The Mysterious Affair at Styles was Agatha Christie’s first published novel and introduced the character of Hercule Poirot. The book was well received at the time and launched Agatha Christie’s career as a mystery writer.
Mystery books have a real format and often are cliché. The Mysterious Affair at Styles is no different in that sense, but it was Agatha Christie who helped make this format of mystery cliché so when this novel was released, it is hard to judge whether this was still a fresh style.
Christie was writing after the premiere of Doyle’s Sherlock Holmes and didn’t invent the genre (which was created by Edgar Allen Poe), and the novel is a bit reflexive in that sense. Sherlock Holmes was so established by the 1920s that the characters reference him…so Christie acknowledges that she’s following in his footsteps. The plot is worn by now with the classic, cliffhanger chapter endings where the murderer’s identity is up in the air, and the story ends with a long explainer to who committed the crime and how.

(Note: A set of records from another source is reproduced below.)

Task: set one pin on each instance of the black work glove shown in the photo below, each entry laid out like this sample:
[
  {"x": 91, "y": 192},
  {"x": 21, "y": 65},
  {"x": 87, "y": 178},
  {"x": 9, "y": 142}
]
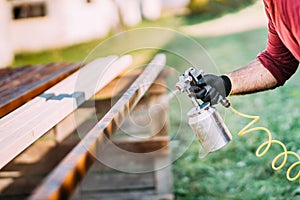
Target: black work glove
[{"x": 219, "y": 86}]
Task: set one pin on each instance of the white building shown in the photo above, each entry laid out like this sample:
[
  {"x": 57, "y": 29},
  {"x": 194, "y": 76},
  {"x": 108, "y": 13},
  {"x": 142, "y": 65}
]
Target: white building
[{"x": 35, "y": 25}]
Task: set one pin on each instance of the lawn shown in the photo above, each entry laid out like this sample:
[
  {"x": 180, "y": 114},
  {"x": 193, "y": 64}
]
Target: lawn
[{"x": 233, "y": 172}]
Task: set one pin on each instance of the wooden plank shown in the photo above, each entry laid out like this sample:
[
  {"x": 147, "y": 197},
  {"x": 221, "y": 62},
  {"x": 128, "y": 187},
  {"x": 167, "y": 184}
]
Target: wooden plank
[
  {"x": 140, "y": 145},
  {"x": 63, "y": 180},
  {"x": 121, "y": 83},
  {"x": 115, "y": 181},
  {"x": 26, "y": 124},
  {"x": 25, "y": 85}
]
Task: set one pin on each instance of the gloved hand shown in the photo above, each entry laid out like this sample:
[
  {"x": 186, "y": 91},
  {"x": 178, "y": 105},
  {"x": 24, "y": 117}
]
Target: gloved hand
[{"x": 220, "y": 85}]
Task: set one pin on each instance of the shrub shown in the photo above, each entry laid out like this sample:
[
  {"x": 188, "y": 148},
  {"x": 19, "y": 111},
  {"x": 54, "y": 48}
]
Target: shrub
[{"x": 217, "y": 7}]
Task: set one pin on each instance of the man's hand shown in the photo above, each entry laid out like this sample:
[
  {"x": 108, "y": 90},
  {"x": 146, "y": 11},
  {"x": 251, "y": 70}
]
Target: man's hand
[{"x": 217, "y": 86}]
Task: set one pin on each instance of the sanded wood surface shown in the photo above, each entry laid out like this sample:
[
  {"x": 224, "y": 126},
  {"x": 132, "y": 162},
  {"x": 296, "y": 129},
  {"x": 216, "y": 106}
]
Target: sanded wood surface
[
  {"x": 23, "y": 126},
  {"x": 63, "y": 180},
  {"x": 19, "y": 85}
]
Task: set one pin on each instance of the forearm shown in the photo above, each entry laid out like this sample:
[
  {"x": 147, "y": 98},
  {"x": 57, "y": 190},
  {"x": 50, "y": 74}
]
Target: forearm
[{"x": 252, "y": 78}]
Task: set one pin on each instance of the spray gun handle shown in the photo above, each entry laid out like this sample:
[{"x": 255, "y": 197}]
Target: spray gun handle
[{"x": 221, "y": 99}]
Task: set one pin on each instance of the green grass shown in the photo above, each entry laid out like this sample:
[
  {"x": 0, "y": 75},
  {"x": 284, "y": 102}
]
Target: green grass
[{"x": 233, "y": 172}]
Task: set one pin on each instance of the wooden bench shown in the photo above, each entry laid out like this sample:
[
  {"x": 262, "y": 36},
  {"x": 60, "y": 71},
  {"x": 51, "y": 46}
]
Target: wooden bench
[{"x": 66, "y": 108}]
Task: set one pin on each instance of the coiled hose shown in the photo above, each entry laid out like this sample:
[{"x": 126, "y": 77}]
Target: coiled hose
[{"x": 265, "y": 146}]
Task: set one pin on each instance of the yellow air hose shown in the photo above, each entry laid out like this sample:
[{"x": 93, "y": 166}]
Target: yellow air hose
[{"x": 264, "y": 147}]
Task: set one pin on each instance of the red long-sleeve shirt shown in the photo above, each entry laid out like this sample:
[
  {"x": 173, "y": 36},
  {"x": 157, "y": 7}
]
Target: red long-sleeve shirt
[{"x": 282, "y": 54}]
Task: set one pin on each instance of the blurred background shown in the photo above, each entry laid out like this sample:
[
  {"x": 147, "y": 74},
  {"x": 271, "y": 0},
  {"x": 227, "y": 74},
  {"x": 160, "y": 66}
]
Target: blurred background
[{"x": 232, "y": 32}]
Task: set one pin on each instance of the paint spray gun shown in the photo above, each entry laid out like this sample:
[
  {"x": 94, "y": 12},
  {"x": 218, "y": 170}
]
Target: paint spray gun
[{"x": 204, "y": 119}]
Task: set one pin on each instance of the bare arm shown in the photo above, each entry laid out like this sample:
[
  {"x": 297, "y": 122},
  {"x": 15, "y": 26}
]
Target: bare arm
[{"x": 254, "y": 77}]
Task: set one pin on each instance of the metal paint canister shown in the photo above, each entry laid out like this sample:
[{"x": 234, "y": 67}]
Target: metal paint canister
[{"x": 209, "y": 127}]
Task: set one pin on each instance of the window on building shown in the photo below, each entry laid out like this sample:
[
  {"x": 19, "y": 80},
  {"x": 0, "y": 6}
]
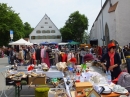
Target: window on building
[
  {"x": 43, "y": 31},
  {"x": 38, "y": 31},
  {"x": 46, "y": 22},
  {"x": 32, "y": 37},
  {"x": 44, "y": 37},
  {"x": 48, "y": 31},
  {"x": 58, "y": 37},
  {"x": 52, "y": 31}
]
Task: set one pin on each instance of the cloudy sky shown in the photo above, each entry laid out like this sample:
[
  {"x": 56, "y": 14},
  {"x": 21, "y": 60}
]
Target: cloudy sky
[{"x": 32, "y": 11}]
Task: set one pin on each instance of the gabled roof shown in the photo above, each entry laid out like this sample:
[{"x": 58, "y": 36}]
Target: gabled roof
[
  {"x": 41, "y": 20},
  {"x": 113, "y": 8}
]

The story really picks up with the arrival of Hercule Poirot who fled Belgium due to World War I. This would have been understood by readers in 1920, but today, it is an interesting and underplayed aspect of the story which would have been fun to explore more. Poirot isn’t very tied to the plot in that his character simply is there to solve the crime despite his “friendship” with Hastings…it rather seems like an deus ex machina solution to the crime that there just happens to be a Belgium inspector to unlock the mystery and who shows up only when he’s needed. Many scholars have noted that Poirot does resemble a previously existing character named Inspector Hanaud from A.E.W. Mason’s 1910 novel At the Villa Rose.

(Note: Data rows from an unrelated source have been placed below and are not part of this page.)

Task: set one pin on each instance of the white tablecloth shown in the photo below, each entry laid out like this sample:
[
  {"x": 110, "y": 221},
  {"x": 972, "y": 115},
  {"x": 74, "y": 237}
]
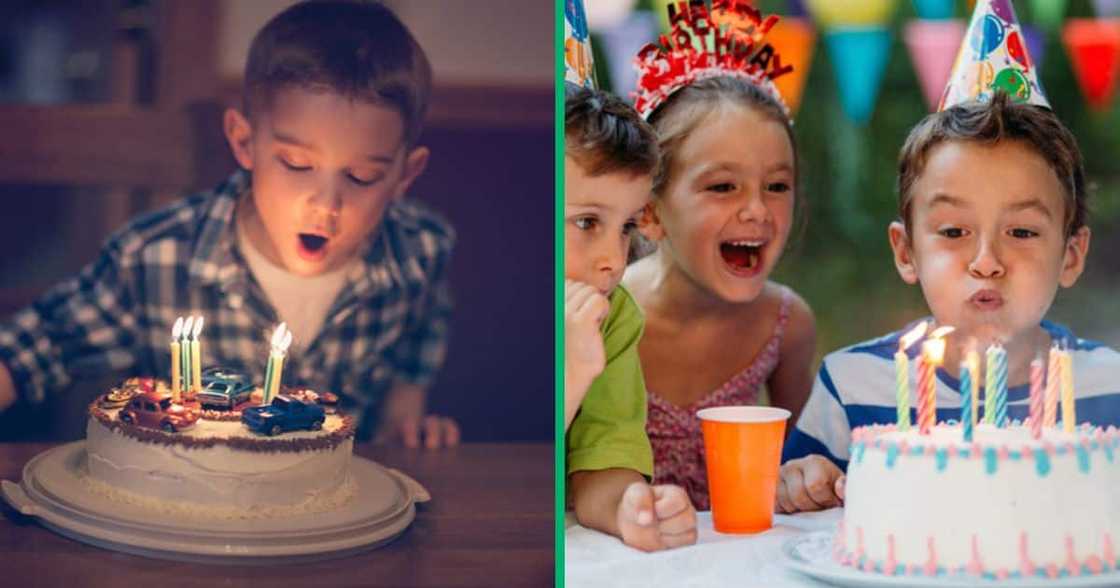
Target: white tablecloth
[{"x": 594, "y": 559}]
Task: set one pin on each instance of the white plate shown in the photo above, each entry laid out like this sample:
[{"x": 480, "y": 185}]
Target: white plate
[
  {"x": 811, "y": 554},
  {"x": 52, "y": 490}
]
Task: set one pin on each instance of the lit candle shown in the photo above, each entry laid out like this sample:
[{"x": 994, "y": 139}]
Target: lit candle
[
  {"x": 1036, "y": 397},
  {"x": 1000, "y": 386},
  {"x": 281, "y": 338},
  {"x": 1069, "y": 410},
  {"x": 973, "y": 360},
  {"x": 176, "y": 360},
  {"x": 991, "y": 382},
  {"x": 196, "y": 352},
  {"x": 902, "y": 374},
  {"x": 185, "y": 346},
  {"x": 933, "y": 353},
  {"x": 1053, "y": 386},
  {"x": 968, "y": 421}
]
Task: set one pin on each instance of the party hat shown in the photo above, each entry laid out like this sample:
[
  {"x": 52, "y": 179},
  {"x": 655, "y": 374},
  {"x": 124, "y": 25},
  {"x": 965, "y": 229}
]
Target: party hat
[
  {"x": 994, "y": 57},
  {"x": 728, "y": 39},
  {"x": 579, "y": 70}
]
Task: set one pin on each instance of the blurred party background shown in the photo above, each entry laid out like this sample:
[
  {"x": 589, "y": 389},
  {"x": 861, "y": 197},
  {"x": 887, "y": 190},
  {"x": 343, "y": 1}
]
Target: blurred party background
[{"x": 866, "y": 72}]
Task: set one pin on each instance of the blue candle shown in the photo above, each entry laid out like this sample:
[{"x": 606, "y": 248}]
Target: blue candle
[
  {"x": 1000, "y": 386},
  {"x": 966, "y": 389}
]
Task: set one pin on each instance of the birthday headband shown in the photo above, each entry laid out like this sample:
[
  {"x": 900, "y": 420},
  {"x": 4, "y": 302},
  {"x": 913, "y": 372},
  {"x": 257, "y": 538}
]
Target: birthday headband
[{"x": 726, "y": 40}]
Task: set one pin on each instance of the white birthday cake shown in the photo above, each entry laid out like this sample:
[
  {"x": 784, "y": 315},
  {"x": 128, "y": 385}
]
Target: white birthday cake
[
  {"x": 1004, "y": 506},
  {"x": 189, "y": 460}
]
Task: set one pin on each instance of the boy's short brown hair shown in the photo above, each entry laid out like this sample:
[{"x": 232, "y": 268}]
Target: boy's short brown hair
[
  {"x": 990, "y": 122},
  {"x": 358, "y": 49},
  {"x": 604, "y": 134}
]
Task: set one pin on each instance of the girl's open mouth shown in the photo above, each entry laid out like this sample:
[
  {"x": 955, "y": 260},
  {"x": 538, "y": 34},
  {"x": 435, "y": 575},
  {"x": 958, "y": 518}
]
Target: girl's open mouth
[
  {"x": 743, "y": 257},
  {"x": 311, "y": 246}
]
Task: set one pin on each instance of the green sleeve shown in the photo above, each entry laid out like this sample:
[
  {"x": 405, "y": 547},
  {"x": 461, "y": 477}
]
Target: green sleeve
[{"x": 609, "y": 429}]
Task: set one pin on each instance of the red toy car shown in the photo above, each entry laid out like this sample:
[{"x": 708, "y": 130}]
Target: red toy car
[{"x": 156, "y": 410}]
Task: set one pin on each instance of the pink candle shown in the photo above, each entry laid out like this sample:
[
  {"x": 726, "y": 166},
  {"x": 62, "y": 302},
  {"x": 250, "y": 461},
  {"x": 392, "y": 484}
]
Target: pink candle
[
  {"x": 925, "y": 402},
  {"x": 1036, "y": 397},
  {"x": 933, "y": 353}
]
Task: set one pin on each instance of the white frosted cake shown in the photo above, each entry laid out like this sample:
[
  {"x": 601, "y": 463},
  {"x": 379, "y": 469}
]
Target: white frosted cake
[
  {"x": 1005, "y": 506},
  {"x": 217, "y": 467}
]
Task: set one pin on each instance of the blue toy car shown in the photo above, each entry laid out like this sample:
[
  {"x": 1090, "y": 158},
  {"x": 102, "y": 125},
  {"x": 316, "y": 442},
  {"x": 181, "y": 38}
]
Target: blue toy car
[
  {"x": 285, "y": 413},
  {"x": 224, "y": 388}
]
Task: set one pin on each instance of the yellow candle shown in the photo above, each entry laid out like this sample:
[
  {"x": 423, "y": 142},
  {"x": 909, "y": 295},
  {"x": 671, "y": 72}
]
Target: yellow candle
[
  {"x": 176, "y": 332},
  {"x": 1069, "y": 410},
  {"x": 274, "y": 388},
  {"x": 196, "y": 364}
]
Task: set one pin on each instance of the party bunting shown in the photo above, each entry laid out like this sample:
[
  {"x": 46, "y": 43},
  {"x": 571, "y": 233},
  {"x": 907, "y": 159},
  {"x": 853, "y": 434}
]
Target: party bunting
[
  {"x": 994, "y": 58},
  {"x": 932, "y": 45},
  {"x": 859, "y": 56},
  {"x": 1036, "y": 44},
  {"x": 1093, "y": 46},
  {"x": 577, "y": 45},
  {"x": 1107, "y": 8},
  {"x": 794, "y": 38},
  {"x": 831, "y": 14},
  {"x": 934, "y": 9}
]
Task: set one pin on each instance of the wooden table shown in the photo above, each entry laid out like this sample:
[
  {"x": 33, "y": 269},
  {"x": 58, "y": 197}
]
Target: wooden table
[{"x": 488, "y": 523}]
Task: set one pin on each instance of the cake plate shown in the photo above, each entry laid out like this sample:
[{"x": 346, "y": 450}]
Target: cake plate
[
  {"x": 811, "y": 554},
  {"x": 53, "y": 491}
]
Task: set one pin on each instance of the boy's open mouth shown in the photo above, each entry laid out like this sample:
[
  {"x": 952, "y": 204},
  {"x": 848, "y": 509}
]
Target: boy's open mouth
[
  {"x": 743, "y": 255},
  {"x": 313, "y": 246}
]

The Mysterious Affair at Styles is a classic mystery told in a classic fashion. If you are on the fence as a mystery reader, I don’t know that it can be recommended since it does fall into the mystery pattern of reveals, story development, and stock characters, but if you are a fan of Poirot or Christie, the book is a must read. It is worthy reading as well if you want to explore the genre and see its roots. Christie became a name tied to the genre of the mystery and this is where it all started. Agatha Christie followed The Mysterious Affair at Styles with The Secret Adversary in 1922, but Hercule Poirot returned in 1923 in The Murder on the Links.